The county has been awarded a $100,000 grant to make the courthouse accessible to the handicapped; replace weathered exterior doors; repair chipped columns; upgrade the courtrooms; paint offices and hallways; and, repair the steps in the three-story building.

The courthouse is not in compliance with the Americans with Disabilities Act. A pending lawsuit filed on behalf of a wheelchair-bound Marshall County resident mandates that the courthouse, as well as other county and city buildings, come into compliance with the federal law.

In an attempt to do that, the space that is currently used for a men's bathroom on the first floor will be converted into an elevator lobby, basically because of its location near the steps, Hall said. A storage room on the first floor will then be converted into the men's bathroom.

Because the courthouse is a registered Mississippi landmark, any upgrades or improvements cannot alter the building too severely from its original 1872 appearance. For example, extra care will have to be given during the renovation to pieces of the building like the hand-turned bannisters that were created before the turn of the century.

A date has not been set for the work to begin, Hall said. Archive officials will make that determination, as well as hire those who will do the work.

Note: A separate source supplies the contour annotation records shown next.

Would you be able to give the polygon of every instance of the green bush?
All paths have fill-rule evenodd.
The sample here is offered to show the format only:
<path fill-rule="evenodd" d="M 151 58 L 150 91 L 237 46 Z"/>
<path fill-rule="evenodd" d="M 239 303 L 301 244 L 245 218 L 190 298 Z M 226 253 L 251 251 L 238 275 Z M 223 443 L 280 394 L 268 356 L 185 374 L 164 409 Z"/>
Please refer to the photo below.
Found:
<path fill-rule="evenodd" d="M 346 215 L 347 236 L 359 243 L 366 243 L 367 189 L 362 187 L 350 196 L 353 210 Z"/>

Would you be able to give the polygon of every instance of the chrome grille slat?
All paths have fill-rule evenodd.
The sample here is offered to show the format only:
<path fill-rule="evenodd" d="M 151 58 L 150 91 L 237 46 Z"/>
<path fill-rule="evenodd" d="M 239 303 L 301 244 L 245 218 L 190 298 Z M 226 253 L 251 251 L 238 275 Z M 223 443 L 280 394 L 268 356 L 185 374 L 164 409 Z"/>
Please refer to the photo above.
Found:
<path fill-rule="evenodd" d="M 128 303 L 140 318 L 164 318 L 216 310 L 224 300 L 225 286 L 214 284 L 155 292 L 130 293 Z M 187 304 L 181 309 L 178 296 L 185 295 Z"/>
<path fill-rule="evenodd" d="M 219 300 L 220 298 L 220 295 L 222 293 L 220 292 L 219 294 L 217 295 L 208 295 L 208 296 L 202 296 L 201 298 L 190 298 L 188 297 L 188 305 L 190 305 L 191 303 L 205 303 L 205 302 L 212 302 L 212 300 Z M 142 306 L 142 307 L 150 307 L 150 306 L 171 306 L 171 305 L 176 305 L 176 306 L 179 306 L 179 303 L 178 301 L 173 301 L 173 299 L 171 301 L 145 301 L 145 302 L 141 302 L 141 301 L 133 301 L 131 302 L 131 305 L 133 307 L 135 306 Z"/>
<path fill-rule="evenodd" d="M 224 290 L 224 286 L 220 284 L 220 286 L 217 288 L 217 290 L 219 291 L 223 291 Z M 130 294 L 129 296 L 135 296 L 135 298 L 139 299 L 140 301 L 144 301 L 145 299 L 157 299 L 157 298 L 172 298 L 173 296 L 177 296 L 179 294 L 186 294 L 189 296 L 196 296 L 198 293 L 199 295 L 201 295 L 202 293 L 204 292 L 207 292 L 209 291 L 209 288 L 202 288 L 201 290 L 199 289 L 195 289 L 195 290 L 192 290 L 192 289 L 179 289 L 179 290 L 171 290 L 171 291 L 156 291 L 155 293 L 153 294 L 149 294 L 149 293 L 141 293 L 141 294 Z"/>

In all, Marshall County sent 96 applications to the state requesting a total of $13 million dollars for various projects, including work on the Marshall County African-American Museum and several other city and county buildings.

The courthouse project was the only one to be approved.

The county applied for $241,000 for the courthouse work but was granted less than half that amount. County officials also voted in December to set aside $150,000 to make some of the improvements.

"We were going to do some of this regardless of whether we got the grant or not," Hall said.

Sitting atop the courthouse is an A.S. Hotchkiss weight-driven clock, one of only a few such clocks in the nation. The clock, which gongs on the hour and half-hour, can be heard from several miles away.